The Kadomtsev-Petviashvili equation in conformal variables for waves over topography

TL;DR

This paper derives a Kadomtsev-Petviashvili type equation in conformal variables for weakly transversal surface waves over topography, extending conformal mapping techniques to more complex geometries.

Contribution

It introduces a novel conformal variables formulation for weakly transversal waves over topography, accommodating non-smooth topographies via asymptotic analysis.

Findings

The derived equation extends existing weakly nonlinear dispersive wave models.

Numerical simulations validate the applicability of the new model.

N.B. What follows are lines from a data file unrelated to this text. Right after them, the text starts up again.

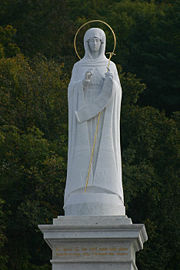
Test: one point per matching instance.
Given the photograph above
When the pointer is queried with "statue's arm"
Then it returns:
(88, 111)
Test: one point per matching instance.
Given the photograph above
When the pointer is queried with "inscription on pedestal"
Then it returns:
(91, 251)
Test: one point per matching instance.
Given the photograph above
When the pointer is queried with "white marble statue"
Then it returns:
(94, 89)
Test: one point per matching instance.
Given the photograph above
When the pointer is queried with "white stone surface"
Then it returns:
(94, 243)
(92, 90)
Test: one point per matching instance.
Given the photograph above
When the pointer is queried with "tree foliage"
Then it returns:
(33, 120)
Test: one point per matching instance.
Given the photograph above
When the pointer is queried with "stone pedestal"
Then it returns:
(94, 243)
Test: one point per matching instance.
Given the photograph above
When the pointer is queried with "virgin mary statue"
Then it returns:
(92, 90)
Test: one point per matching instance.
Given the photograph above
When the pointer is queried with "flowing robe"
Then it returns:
(104, 193)
(101, 95)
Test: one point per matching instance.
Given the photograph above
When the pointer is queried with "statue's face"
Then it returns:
(94, 44)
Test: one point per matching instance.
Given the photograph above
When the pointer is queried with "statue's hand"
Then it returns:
(87, 78)
(109, 75)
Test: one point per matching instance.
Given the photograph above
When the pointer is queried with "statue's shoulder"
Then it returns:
(77, 64)
(112, 64)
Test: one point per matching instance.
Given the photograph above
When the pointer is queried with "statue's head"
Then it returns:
(94, 41)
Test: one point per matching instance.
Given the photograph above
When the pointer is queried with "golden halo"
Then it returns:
(114, 36)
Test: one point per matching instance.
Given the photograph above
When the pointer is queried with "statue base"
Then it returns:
(94, 243)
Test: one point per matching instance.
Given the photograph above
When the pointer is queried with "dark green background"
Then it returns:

The approach handles complex topographies without requiring smoothness.

Abstract

The conformal mapping approach is a well established technique for solving the Euler equations for potential flows with one spatial dimension. In this work, we extend this framework to problems with a weakly transversal dependence and, by means of asymptotic expansions, obtain a Kadomtsev-Petviashvili type equation formulated in conformal variables as a model for weakly transversal surface waves propagating over topography. A key advantage of this formulation is that the topography, defined in the physical domain, does not need to be a smooth function, or even a function in the classical sense because, our asymptotic analysis relies on the effective depth, which comes through the Jacobian of the conformal map which is assumed to be a slowly varying function. The resulting equation provides a consistent extension of several well known weakly nonlinear dispersive wave models previously reported in the literature. Numerical simulations are performed to illustrate the newly derived equation.